Date of Award




Document Type

Master's Thesis

Degree Name

Master of Science (MS)


Department of Environmental Health Sciences

Content Description

1 online resource (xiii, 156 pages) : illustrations (some color)

Dissertation/Thesis Chair

Michael S Bloom

Committee Members

Patrick J Parsons, Edward F Fitzgerald


As, Cd, Cs, Hg, Pb, Zn, Asian herbal medicine, cross sectional study, exposure, infertile group, seafood consumption, Trace elements in nutrition, Infertility, Fertilization in vitro, Seafood

Subject Categories

Environmental Health | Epidemiology | Public Health


As, Cd, Cs, Hg, Pb, and Zn may be associated with in vitro fertilization (IVF) outcomes. Seafood and Asian herbal preparations are identified as sources of exposure to these essential and non-essential trace elements in humans. The goal of the study is to assess associations between seafood consumption and the use of Asian herbal preparations and levels of essential and non-essential trace elements in biologic specimens collected from couples undergoing IVF. Fifty-nine couples completing a first IVF cycle at the University of California, San Francisco (UCSF) Center for Reproductive Health were recruited to participate in the Study of Metals and Assisted Reproductive Technologies (SMART). Of these, 25 women and 15 men who completed a dietary questionnaire and provided blood and/or urine specimens were included to the analyses. Urine specimens were analyzed for As, Cd, Cs, and Zn and blood specimens were analyzed for Cd, Hg, and Pb using inductively coupled plasma-mass spectrometry (ICP-MS). Bivariate analyses and multiple linear regression analyses were used to assess associations between the levels of trace elements and various dietary exposures, considering potential confounders. Blood Hg and urine As levels are higher than reported for the U.S. population. Women have higher blood and urine Cd level than men. Final multivariable linear regression models are constructed for each element, adjusting for potential confounders.
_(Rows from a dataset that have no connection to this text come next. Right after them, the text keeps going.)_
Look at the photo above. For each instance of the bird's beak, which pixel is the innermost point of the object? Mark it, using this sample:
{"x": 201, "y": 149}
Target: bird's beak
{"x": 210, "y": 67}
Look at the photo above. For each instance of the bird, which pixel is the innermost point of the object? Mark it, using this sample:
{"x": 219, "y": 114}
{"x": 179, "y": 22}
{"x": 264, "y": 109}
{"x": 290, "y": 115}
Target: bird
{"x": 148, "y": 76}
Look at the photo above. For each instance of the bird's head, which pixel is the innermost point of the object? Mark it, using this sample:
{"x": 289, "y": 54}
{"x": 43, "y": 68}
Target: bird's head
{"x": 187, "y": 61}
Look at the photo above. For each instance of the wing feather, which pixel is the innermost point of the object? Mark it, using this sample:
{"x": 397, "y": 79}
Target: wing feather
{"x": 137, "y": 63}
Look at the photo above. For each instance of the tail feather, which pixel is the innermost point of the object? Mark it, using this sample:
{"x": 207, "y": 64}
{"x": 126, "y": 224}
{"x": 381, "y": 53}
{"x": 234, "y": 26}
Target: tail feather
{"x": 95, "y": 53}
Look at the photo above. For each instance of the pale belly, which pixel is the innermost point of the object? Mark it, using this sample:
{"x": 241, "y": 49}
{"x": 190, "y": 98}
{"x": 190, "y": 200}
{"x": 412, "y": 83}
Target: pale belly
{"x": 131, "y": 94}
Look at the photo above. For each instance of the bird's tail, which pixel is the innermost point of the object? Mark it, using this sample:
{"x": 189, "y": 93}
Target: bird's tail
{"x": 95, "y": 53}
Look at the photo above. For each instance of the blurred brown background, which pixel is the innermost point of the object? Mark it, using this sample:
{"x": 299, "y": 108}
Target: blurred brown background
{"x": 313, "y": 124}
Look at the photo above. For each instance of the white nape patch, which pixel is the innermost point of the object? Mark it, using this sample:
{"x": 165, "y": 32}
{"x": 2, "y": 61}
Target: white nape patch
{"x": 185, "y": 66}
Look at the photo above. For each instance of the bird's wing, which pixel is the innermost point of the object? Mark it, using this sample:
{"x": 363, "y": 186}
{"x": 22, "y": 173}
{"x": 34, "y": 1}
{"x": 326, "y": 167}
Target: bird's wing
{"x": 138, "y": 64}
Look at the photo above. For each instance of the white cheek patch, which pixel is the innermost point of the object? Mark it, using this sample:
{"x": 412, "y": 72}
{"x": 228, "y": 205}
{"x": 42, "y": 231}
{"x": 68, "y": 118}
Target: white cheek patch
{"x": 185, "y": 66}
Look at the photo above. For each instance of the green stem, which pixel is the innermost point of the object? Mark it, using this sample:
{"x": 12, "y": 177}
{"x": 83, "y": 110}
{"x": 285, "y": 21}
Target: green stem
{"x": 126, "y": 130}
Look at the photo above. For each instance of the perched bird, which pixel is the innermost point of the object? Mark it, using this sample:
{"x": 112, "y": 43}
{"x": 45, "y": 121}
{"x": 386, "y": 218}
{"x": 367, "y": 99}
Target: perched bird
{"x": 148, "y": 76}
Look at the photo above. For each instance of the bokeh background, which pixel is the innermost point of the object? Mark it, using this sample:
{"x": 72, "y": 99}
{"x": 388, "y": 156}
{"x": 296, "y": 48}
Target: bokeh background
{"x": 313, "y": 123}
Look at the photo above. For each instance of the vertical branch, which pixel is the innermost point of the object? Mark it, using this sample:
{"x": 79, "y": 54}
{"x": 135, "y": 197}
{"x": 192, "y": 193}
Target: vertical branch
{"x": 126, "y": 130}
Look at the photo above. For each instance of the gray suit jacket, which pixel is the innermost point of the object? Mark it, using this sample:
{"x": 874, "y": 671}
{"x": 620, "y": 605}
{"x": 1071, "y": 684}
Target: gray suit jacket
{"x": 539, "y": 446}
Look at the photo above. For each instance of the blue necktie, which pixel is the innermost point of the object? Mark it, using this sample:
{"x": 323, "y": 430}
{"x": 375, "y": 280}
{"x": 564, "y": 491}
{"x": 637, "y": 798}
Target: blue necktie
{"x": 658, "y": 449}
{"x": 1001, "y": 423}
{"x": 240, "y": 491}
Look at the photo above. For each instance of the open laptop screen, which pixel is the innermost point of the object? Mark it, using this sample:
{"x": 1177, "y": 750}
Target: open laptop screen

Several seafood groups are associated with increase in the study elements, including 'any fish', 'shellfish' and 'mollusks' for blood Hg, 'steak fish' for blood Pb, 'farmed fish' and 'shrimp' for blood Cd, 'canned fish' for urine As, `any fish', `steak fish' and `canned fish' for urine Cs, and 'canned fish' for urine Zn. Some seafood groups are associated with decrease in the trace elements, including 'farmed fish' for blood Pb, 'eel' for blood Cd, 'sashimi' and 'tuna' for urine Cd, and 'raw fish' for urine As. Asian herbal preparations are not significant sources of exposure to any element. Information from this study can be used to advise IVF couples or infertile couples on dietary and behavioral choices to maximize the probability for a successful reproductive outcome.